A new report issued by three organizations said that classification of port truckers as independent contractors rather than employees is costing $1.4 billion in lost tax revenue and wage and hour violations.

Curtis Whalen, who heads American Trucking Associations’ Intermodal Motor Carriers Conference was dismissive of the report from the National Employment Law Project, Los Angeles Alliance for a New Economy and Change to Win Strategic Organizing Center.

The report, which aligns with the Teamsters union’s ongoing campaign to make port truckers into employees, labeled the independent contractors an “industrywide scam.”

The $1.4 billion total comes from a combination of lost revenue to various government agencies who usually receive taxes from employees and employers, along with wage and hour violations, the groups said, “with non-quantified costs likely exceeding the figure significantly.”



“The [Teamsters] are just trying to generate interest and concern for their cause,” Whalen told Transport  Topics. “They have been very, very unsuccessful in convincing independent truckers to become employees, so they are making up facts and figures.

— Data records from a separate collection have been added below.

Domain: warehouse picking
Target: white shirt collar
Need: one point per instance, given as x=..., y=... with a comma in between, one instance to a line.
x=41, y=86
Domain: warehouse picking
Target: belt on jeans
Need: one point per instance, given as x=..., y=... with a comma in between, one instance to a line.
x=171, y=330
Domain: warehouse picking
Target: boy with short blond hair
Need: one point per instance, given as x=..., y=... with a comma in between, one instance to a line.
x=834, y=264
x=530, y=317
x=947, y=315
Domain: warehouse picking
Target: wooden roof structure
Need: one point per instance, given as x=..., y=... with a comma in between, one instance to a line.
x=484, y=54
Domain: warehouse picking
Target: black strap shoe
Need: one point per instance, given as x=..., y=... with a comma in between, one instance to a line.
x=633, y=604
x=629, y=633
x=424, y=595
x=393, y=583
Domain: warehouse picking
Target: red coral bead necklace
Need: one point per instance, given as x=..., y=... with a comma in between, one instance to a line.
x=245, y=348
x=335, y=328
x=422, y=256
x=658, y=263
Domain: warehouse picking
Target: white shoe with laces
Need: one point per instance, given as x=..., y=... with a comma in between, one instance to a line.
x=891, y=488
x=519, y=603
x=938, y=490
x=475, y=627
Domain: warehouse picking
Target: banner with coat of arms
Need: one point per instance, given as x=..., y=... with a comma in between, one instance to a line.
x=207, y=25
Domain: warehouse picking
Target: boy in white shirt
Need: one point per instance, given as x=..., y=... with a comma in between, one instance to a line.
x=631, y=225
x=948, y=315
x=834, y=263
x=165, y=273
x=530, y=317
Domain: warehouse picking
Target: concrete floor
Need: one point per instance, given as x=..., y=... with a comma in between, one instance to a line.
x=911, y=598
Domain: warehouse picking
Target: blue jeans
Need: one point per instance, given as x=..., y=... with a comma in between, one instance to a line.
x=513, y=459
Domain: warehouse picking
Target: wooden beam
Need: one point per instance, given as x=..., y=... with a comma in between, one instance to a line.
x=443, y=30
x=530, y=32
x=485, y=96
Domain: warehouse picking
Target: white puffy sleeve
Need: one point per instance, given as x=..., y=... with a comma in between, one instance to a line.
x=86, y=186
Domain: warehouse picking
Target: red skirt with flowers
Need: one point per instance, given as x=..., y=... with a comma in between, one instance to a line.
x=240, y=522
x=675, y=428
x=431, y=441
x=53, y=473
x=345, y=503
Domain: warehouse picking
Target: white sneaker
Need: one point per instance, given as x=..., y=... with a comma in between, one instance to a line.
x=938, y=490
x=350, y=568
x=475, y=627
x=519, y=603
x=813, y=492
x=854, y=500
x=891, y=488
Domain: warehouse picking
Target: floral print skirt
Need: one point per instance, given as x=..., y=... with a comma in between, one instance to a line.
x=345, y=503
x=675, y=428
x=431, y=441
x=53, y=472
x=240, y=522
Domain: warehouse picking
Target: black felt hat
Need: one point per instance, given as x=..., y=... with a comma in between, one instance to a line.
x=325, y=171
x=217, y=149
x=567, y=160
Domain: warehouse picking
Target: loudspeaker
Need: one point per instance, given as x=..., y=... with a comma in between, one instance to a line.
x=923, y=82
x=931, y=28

This is an ongoing battle that shows the desperation of the union.”

Whalen said members of his group have been harassed in states such as California with requests for driver-related data, though there has never been substantiation of charges against the fleets.

In a statement, Teamsters Vice President Fred Potter, who heads the union’s organizing effort, said that companies are “harassing, intimidating and even firing drivers who have filed claims with the government.”